2017 Year in ReviewMore in this series
Every Texas Tribune event adds to the public discourse — or at least that's the idea. We convene more than 50 gatherings a year, always on the record and open to the public and almost always livestreamed, in the hope that grilling elected officials and newsmakers before a live audience will force the woefully inadequate level of civic engagement that afflicts our state to tick up a few clicks. Voter turnout may be low, but attendance at our events continues to grow: More than 10,000 of our fellow citizens joined us over the past 12 months for breakfast or lunch or for most of a full day in places like Lubbock, Edinburg, Texarkana, San Angelo, Odessa, Prairie View and, yes, Austin, Dallas, San Antonio and Houston.

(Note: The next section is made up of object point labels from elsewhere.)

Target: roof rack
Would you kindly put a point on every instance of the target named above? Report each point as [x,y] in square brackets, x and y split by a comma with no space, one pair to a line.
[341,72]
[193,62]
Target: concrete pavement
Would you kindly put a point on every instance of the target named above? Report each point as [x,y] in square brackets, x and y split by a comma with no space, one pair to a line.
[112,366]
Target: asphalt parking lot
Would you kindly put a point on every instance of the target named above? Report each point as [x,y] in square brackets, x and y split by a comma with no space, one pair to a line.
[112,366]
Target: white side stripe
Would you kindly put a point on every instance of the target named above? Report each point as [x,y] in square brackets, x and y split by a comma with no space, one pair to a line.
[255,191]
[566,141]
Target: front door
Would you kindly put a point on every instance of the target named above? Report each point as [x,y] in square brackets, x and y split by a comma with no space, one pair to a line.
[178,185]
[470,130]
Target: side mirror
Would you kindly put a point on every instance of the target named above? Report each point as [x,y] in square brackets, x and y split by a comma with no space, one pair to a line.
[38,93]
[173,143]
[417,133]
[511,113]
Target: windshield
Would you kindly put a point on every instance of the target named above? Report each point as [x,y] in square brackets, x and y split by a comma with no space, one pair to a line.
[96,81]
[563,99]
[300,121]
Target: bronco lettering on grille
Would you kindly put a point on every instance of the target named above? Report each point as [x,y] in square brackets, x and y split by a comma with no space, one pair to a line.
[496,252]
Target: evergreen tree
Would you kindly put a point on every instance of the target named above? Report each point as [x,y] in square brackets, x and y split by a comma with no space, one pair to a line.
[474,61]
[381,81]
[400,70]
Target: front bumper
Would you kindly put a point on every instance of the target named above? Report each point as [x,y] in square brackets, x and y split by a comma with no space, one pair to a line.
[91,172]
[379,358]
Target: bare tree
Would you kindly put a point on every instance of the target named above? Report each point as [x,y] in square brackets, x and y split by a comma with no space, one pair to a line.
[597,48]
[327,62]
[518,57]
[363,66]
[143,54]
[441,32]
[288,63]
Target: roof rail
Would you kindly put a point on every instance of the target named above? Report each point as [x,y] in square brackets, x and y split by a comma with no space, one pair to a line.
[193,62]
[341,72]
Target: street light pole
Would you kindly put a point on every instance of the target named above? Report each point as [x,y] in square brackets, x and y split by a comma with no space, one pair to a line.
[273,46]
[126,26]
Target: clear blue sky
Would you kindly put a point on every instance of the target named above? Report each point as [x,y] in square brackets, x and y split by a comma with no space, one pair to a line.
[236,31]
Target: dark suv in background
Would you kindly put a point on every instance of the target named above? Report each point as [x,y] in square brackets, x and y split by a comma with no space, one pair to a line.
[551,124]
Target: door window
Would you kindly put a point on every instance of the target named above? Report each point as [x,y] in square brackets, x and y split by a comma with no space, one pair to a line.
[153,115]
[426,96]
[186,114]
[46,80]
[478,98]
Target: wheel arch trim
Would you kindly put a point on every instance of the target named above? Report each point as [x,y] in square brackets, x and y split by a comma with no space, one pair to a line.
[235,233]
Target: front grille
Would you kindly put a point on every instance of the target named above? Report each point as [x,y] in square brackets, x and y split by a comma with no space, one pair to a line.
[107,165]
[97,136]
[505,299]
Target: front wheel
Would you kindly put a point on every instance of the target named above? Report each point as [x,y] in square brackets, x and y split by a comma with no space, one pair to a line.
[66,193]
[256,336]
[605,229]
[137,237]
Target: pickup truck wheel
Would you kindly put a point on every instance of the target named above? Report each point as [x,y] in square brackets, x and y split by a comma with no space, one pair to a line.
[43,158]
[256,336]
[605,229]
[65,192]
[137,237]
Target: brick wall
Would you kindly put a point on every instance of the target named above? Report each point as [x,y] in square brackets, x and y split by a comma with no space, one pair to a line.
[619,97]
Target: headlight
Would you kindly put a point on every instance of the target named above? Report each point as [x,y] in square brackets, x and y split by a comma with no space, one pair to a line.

In chronological order, here are my 5 favorite Trib events of 2017.
DeRay Mckesson, 1/13. In the opening keynote conversation of our daylong symposium on race and public policy — a week before the inauguration of Donald Trump, and seven months before Charlottesville — the activist and educator who was an early leader of the Black Lives Matter movement talked about what the incoming administration and the politics of the moment would likely mean for communities of color.
Dan Huberty, 2/28. The newly named chairman of the House Public Education Committee presaged the combative relationship between the two chambers of the Legislature in the 85th session when he characterized the Senate’s school choice proposal as dead on arrival in the House. Ultimately, the fate of a possible school finance overhaul was decided by the inability — or unwillingness — of lawmakers to come to an agreement on choice.
Joe Straus, 9/23. Weeks before the Speaker rocked the Texas political world with his announcement that he would not seek re-election in 2018, he was jocular and punchy on subjects ranging from the “bathroom bill” to the House Republican Caucus’ proposed bylaw changes. It was a high point in Straus’s journey from humble, conflict-averse presiding officer to feisty champion of economic competitiveness and icon of bygone Republican moderation.
Harvey and the Coast, 10/17. In the first of our conversations about the aftermath of the worst natural disaster in the history of the state, four small town mayors talked movingly and bracingly about the challenges they and their constituents faced. Their early skepticism about promised government funding and well-intentioned rebuilding efforts proved alarmingly prescient.
Dawnna Dukes, 11/7. Defiant and unapologetic, the embattled state representative from Austin finally talked publicly about her year-plus in the legal crosshairs in her first sit-down since the Travis County District Attorney dropped all charges against her. Among the targets of her wrath: fellow Democratic House members Donna Howard and Celia Israel, the Austin American-Statesman and everyone who thinks she’s unfit to represent her House district.